Active listening, or showing others that you understand them, is the most important step in the dance of communication. Generally, during an emotional moment, two people are desperately trying to get their points across to each other and neither is actually listening. Or one person is going on and the other is tuning him or her out. The way out of this dilemma is the listening paradox: When you most want someone to hear you, it helps to listen first!
Active Listening Tools
True listening occurs when you clear your mind of your own thoughts and put your attention entirely on another person. The following steps help build the concentration necessary for active listening:
- Make eye contact, nods of understanding, and listening noises: “Uh huh. . . . hmm. . . .” When you appear disinterested, people talk on and on, desperately trying to gain your attention. Focusing on the speaker shortens monologues by helping the speaker realize you are listening.
- Rephrase: “Are you saying . . . ?” It is better to restate in other words what has been said than to simply repeat. This helps clarify the other person’s point. Ask questions if you don’t fully understand what has been said: “What do you mean by . . . ?” Your paraphrases don’t have to be 100% correct as long as you ask, “What percent of that did I understand?” Keep rephrasing until the other person feels completely understood. This is often signified by a nod.
- Label feelings: “Do you feel . . . ? You seem to feel. . . .” Until emotions are recognized, people tend to hang on to them. Once feelings are identified, people can let them go. Highly accurate responses can draw out tears. Releasing such emotions deepens the connection between two people and takes communication to an intimate level (especially when accompanied by a touch, pat, or hug). When people are mad, identify any hurt their anger may be masking.
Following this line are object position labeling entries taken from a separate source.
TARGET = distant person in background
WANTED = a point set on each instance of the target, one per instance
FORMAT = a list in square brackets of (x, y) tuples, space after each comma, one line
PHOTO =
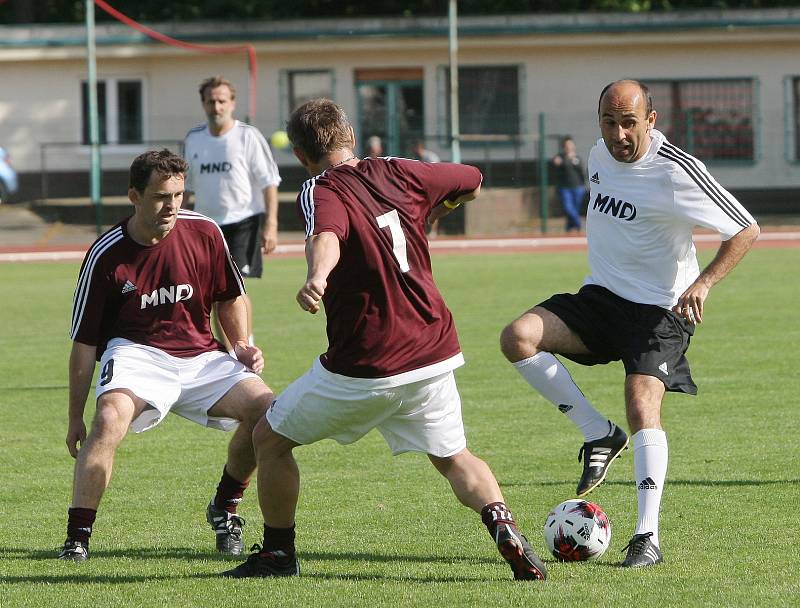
[(234, 180), (427, 156), (641, 301), (570, 182), (141, 308), (423, 154), (374, 146)]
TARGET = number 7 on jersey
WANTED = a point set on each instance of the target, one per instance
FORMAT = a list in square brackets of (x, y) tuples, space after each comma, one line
[(391, 220)]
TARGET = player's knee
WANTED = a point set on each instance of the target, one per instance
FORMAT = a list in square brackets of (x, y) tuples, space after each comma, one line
[(518, 341), (268, 443), (110, 423)]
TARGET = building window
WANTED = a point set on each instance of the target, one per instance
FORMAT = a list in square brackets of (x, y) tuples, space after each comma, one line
[(307, 85), (119, 111), (711, 119), (488, 102)]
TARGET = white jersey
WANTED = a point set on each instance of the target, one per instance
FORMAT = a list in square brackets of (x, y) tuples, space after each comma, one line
[(640, 220), (229, 173)]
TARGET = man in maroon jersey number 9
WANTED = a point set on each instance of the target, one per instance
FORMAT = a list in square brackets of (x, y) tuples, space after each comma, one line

It is generally better to overstate distress than to minimize it.
- Validate feelings: “It makes sense that you feel . . . because. . . .” Validating the factors that contribute to a feeling requires curiosity. The more irrational an emotion seems, the more fascinating it is to discover the cause. When you understand the “emotional logic” behind a feeling, it starts to make sense: “I can see why you are disappointed in me, since you don’t approve of women wearing short skirts.” Feelings are not right or wrong, but are the result of helpful or harmful beliefs. Validating shows that you are not making judgments and helps others be less defensive or attacking.